Lots to do, lots to be done, things to learn, and paths to take, plenty of room for change and  improvement. Let’s get down to it and take heart from this -slightly misogynist?- quote from the Bard of Avon, “Wise men ne’er sit and wail their loss but cheerily seek how to redress their harms.”.

[1] Art.5, Government ruling n°2020-303 dated 25th March 2020.

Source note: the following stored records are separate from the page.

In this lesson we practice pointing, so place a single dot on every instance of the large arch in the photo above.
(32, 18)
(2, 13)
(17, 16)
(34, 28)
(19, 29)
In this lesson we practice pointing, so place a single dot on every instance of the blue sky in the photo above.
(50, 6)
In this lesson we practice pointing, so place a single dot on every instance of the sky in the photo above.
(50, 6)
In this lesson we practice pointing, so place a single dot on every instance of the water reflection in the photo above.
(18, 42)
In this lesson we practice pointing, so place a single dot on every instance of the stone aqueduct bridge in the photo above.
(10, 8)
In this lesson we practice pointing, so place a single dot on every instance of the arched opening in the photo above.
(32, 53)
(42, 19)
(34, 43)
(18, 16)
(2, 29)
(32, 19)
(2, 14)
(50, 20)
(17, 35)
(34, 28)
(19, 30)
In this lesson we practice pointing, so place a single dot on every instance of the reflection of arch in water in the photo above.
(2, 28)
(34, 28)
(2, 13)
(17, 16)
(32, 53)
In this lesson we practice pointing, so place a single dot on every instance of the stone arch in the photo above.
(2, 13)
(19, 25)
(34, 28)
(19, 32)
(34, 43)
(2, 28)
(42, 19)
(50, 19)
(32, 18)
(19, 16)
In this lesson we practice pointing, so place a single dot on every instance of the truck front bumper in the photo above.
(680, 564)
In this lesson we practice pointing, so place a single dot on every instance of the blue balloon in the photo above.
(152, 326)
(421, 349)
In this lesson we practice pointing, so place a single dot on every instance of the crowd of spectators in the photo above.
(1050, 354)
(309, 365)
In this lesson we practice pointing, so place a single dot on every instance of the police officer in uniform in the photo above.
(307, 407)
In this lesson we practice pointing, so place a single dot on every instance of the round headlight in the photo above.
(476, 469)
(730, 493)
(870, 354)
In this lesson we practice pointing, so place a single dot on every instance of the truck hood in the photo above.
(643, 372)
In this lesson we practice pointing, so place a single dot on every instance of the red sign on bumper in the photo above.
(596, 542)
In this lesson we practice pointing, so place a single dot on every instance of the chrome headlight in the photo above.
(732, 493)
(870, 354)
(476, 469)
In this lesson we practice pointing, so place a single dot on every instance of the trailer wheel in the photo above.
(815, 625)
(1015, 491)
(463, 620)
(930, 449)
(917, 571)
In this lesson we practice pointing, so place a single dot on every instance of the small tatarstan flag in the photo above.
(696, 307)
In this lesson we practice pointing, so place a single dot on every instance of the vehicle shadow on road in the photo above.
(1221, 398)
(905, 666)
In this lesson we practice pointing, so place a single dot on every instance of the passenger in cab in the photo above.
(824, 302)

[2] Art.4, Government ruling n°2020-303 dated 25th March 2020.

[3] Figures given by the Minister of Justice before the National Assembly (Assemblée Nationale) on 8th April 2020.  

[4] ECHR, J.M.B and others v. France, 30th Jan. 2020.

[5] Article published in Le Monde, 20th March 2020, Coronavirus: “Sauvegardons les droits fondamentaux pendant la crise sanitaire ».

[6] Figures given by the Minister of Justice before the National Assembly (Assemblée Nationale) on 8th April 2020.  

[7] Chapt.VI, Government ruling n°2020-303 dated 25th March 2020.